Türkiye’nin büyük devlet refleksi elbette anlamlı ve takdire şayandır ancak bunu yaparken Ermenistan’ın Türkiye’nin her attığı adıma karşılık vermeyeceğini de düşünmek gerekir. Yukarı Karabağ’ı işgal eden, Müslüman- Türk yurdunda katliamlar yapan, Hocalı gibi 20. yüzyılın yüz karası insanlık dramını yaşatan Ermenistan’a hiç kimse “bu işgali durdur” demiyor. Acaba neden?
Neden kimse Müslüman ve Türk olan Azerbaycan topraklarındaki bu dramı durdurmaya gayret etmiyor?
Dünyanın adalet terazisi kimin elindeki ölçü taşlarına bağlı?
Tarih bilimcilerin “araştırması gereken olayın”, siyasi gerçeklik olarak dünyanın ve Türkiye’nin önüne konulmasına bazı aydınlar da çanak tutarken, 22 sene önce yaşanmış, canlı şahitleriyle görüntüler ve bilgilerle net olan Hocalı gibi bir dramın hesabını neden kimse sormuyor?
Türkiye’deki Ermeni kökenli aydınlarının bu suskunluğunu da anlamakta zorluk çekiyorum.
Hani, liberal demokrat, evrensel değerler deniliyor ya...
Peki Yukarı Karabağ’da olup bitenler, evrensel değer değil mi?
Evrensel değer, Müslüman olanlar için geçerli değil mi?
Hocalı’da katledilenler insan değil mi?
Başbakan Erdoğan çağının önüne geçen bir lider... Erdoğan, bu taziye mesajıyla aslında herkese ve Batı dünyasının evrensel değer algı ustalarına bile siyaset dersi vermiştir. Başbakan herkesi şaşırttı, hatta rahatsız etti.
Aliyev’in Prag’dan seslenişi de Azerbaycan Cumhurbaşkanı’nın ne kadar ciddi devlet adamı olduğunun işaretiydi.

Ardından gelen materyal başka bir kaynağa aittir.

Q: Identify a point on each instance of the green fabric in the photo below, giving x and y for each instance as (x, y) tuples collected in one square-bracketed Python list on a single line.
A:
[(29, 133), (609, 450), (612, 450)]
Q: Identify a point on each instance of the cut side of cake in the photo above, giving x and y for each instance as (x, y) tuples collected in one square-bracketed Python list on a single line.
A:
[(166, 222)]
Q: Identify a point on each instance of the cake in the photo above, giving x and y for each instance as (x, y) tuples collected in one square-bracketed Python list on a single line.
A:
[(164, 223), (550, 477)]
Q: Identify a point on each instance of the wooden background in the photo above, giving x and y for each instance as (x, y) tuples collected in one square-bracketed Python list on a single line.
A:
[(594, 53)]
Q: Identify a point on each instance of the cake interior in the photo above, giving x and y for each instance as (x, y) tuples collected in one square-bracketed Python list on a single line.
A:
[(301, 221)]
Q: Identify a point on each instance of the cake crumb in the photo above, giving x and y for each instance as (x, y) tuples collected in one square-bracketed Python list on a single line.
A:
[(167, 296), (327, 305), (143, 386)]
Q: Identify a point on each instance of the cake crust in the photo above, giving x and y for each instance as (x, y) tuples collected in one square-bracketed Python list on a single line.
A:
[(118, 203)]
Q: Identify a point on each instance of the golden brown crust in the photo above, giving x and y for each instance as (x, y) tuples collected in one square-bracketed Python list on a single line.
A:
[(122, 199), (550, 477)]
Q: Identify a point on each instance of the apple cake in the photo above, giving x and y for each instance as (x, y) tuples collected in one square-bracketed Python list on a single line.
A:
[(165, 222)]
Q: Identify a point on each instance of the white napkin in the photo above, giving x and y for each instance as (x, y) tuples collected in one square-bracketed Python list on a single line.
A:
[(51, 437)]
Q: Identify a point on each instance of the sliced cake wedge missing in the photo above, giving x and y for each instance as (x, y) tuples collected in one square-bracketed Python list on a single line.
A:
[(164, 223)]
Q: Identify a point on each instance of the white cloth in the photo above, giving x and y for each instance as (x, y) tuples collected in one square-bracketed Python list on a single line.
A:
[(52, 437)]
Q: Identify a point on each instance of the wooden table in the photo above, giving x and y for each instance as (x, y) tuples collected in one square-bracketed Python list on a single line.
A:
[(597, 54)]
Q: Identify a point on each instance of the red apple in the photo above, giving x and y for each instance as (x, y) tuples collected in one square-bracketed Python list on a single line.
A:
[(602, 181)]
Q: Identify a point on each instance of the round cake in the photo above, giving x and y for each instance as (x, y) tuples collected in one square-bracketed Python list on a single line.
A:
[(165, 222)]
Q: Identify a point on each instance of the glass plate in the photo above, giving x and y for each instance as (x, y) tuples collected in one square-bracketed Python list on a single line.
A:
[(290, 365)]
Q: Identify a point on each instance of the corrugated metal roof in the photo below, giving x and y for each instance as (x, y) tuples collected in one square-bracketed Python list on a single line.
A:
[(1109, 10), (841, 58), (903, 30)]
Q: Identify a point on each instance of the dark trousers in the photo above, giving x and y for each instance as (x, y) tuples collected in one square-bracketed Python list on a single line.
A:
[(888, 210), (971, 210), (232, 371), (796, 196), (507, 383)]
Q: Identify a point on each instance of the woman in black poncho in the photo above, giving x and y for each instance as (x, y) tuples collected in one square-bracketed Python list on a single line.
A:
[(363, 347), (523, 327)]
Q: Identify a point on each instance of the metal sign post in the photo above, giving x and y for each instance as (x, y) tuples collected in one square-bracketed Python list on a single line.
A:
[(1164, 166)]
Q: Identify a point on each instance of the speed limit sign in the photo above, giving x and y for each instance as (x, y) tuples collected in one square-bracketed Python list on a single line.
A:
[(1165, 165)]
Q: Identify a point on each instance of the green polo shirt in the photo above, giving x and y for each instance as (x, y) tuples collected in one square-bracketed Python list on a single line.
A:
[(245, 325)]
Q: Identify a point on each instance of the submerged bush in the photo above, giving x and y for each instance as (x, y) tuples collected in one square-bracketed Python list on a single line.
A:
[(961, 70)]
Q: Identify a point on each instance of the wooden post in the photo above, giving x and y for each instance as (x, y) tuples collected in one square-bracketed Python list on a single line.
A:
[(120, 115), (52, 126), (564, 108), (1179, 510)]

Sarkisyan’ın bu tutuma rağmen halen Türkiye’ye “Azerbaycansız “politika baskısı yapması da oldukça anlamlıdır. Başbakan’ın mesajdan hemen sonra “normalleşme sadece Yukarı Karabağ işgali bittikten sonra olacak” demesi, galiba Ermenistan Cumhurbaşkanı Sarkisyan’ın Prag’daki tutumunun esas nedenidir. İlham Aliyev’in Prag’daki duruşu, Erdoğan’ın kimseye fırsat vermeden hep Azerbaycan haklarının savunucusu profili çizmesi bir gerçeğin örneğidir. Türkiye ve Azerbaycan ilelebed beraber yürüyecek, bir ve diri olacak ve sonuçta birlikte büyüyecek.